On a low chair in a cell sat a most singular looking person. A round, wrinkled, sunburned face; small head crowned with thick, shaggy gray hair, that fell down over and almost concealed the blackest and sharpest of eyes; a slender body, clothed in a scant and shabby female garb, and lower limbs encased in tattered trousers--this was the occupant of the cell--Lucy Ann Lobdell Slater, better known as "The Female Hunter of Long Eddy."
About forty-five years ago a family named Lobdell lived in Delaware county, N.Y., at what is now the village of Long Eddy on the Delaware river and the Erie railway. The locality was very sparsely settled then. Lumbering was the calling of the people of the vicinity. The Lobdells dwelt in a cabin in the woods, where a daughter, to whom they gave the name of Lucy Ann was born. From the time this child was old enough to walk she was a great favorite among the hardy woodchoppers and raftsmen.

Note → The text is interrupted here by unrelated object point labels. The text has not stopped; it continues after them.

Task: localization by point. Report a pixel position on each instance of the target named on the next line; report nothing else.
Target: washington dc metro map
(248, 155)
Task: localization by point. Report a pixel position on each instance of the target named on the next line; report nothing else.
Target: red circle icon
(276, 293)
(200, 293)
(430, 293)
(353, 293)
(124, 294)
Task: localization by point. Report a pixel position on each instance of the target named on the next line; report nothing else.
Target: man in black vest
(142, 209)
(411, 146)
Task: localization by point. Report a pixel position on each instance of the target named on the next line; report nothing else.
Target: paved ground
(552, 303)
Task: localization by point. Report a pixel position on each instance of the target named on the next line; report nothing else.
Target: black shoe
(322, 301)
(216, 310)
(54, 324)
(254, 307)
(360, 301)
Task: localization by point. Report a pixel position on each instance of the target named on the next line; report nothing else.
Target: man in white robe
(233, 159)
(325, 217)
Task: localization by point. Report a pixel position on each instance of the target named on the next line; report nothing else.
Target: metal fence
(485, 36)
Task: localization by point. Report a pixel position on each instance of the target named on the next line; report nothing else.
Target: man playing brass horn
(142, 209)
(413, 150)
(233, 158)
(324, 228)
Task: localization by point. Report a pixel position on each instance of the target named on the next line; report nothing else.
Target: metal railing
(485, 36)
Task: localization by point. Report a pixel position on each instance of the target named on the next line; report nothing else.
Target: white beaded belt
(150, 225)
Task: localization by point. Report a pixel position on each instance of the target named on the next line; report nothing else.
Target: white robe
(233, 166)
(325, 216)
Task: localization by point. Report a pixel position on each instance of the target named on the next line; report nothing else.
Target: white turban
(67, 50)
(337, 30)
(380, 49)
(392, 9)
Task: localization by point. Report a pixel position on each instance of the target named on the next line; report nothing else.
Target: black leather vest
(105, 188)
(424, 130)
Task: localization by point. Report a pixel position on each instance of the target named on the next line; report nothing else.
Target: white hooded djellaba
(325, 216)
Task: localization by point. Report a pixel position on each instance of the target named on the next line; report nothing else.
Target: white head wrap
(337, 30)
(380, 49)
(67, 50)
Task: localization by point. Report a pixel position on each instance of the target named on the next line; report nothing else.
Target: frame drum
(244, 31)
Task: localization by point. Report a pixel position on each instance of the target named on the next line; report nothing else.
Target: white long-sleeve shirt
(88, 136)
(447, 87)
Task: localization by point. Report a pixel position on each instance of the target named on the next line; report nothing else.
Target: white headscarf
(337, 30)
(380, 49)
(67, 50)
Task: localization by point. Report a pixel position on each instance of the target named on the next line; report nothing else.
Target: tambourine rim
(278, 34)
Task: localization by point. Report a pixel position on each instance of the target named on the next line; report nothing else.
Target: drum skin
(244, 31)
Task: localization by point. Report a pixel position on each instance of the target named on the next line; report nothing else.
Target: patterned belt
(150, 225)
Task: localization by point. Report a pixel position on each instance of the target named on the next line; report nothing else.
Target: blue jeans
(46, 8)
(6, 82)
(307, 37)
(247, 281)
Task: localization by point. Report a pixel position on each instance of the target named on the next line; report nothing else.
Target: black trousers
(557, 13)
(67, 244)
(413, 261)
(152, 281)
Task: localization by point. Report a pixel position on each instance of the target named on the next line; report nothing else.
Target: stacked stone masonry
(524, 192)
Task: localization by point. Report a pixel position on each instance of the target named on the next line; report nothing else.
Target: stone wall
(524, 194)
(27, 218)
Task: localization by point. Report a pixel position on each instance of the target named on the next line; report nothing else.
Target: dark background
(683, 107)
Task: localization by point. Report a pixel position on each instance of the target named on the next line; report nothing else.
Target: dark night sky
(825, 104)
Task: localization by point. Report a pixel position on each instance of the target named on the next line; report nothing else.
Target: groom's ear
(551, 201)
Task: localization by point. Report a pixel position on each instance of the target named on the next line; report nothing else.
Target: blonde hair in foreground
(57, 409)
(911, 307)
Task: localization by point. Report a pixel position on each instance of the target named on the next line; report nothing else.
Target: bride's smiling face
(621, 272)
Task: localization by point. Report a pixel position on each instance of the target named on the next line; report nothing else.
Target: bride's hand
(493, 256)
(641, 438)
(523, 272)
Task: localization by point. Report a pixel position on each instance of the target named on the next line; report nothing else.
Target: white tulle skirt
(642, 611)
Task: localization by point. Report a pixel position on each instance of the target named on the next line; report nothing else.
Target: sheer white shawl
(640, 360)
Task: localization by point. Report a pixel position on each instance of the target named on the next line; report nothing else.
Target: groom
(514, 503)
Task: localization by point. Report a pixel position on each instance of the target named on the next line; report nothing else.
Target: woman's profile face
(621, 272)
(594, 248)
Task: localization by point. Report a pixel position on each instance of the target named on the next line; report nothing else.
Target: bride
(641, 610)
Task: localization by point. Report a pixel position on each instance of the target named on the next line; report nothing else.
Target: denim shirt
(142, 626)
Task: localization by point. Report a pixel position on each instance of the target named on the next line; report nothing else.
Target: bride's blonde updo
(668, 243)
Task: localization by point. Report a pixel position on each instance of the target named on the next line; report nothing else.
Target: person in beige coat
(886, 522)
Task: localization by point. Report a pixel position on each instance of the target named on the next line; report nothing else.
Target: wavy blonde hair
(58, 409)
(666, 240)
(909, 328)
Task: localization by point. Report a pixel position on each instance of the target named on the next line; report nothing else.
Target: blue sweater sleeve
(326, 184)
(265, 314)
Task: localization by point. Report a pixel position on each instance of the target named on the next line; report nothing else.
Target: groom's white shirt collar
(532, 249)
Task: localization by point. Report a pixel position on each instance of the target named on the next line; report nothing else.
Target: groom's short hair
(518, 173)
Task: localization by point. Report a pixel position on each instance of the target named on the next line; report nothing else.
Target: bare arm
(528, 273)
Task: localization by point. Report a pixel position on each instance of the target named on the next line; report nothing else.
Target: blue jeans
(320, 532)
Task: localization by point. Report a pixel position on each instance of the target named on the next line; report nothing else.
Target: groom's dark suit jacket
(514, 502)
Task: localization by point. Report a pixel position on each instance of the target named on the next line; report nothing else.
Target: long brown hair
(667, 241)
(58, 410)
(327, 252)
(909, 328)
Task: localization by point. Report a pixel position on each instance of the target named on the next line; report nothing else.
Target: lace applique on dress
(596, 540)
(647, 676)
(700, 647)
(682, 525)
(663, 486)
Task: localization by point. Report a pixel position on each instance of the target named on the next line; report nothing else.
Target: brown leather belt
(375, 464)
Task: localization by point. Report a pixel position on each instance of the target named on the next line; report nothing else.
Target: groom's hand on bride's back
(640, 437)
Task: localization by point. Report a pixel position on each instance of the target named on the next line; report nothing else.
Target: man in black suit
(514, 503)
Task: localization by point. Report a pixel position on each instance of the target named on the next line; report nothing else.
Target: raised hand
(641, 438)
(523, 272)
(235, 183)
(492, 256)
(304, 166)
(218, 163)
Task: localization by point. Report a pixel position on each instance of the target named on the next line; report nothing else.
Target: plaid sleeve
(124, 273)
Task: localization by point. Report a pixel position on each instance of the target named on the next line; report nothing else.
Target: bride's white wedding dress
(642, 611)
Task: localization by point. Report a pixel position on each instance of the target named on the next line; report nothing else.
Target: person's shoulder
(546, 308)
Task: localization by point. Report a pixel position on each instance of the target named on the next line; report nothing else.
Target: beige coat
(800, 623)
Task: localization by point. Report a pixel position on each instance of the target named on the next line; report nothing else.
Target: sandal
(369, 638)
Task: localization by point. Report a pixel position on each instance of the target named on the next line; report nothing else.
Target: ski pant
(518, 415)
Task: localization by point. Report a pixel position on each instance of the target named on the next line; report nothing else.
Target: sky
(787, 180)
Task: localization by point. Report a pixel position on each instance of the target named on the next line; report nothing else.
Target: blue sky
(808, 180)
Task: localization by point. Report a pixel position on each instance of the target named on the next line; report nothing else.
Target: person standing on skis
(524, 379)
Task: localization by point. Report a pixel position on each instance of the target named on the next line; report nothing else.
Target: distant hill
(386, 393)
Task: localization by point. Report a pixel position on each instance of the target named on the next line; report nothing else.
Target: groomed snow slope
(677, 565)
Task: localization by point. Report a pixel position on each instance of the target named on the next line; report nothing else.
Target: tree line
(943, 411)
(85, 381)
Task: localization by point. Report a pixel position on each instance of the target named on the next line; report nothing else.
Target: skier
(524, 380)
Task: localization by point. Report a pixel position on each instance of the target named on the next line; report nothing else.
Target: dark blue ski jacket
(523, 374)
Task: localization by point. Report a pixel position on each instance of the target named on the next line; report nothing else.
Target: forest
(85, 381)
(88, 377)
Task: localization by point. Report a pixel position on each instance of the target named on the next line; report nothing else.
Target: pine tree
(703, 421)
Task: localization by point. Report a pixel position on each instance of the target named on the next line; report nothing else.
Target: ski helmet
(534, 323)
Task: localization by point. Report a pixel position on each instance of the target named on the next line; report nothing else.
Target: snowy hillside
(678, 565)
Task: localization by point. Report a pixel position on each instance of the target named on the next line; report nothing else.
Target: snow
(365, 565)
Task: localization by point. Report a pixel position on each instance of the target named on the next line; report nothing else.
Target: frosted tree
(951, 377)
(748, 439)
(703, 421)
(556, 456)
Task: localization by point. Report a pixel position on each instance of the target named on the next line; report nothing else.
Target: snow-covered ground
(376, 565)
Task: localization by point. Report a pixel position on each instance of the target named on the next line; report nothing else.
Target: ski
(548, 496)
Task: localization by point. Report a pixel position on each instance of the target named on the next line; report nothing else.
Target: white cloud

They often took her off to the logging camp and kept her days at a time and she early became inured to the hardships and privations of this life. The lumbermen in those days were all good hunters, and always carried their rifles with them. Before Lucy Ann was eight years old they had taught her the use of the rifle and she soon became as good a shot as there was in the settlement. At the age of twelve she could outshoot any of the men, and handled the ax with the dexterity of an old chopper. Before she had reached the age of sixteen she had killed several deer, and for her to go away into the forest alone and remain over night was not an uncommon thing. She once slew a panther on one of her hunting exploits, and the skin of the animal is still in the possession of a former sheriff of Wayne county, Pennsylvania.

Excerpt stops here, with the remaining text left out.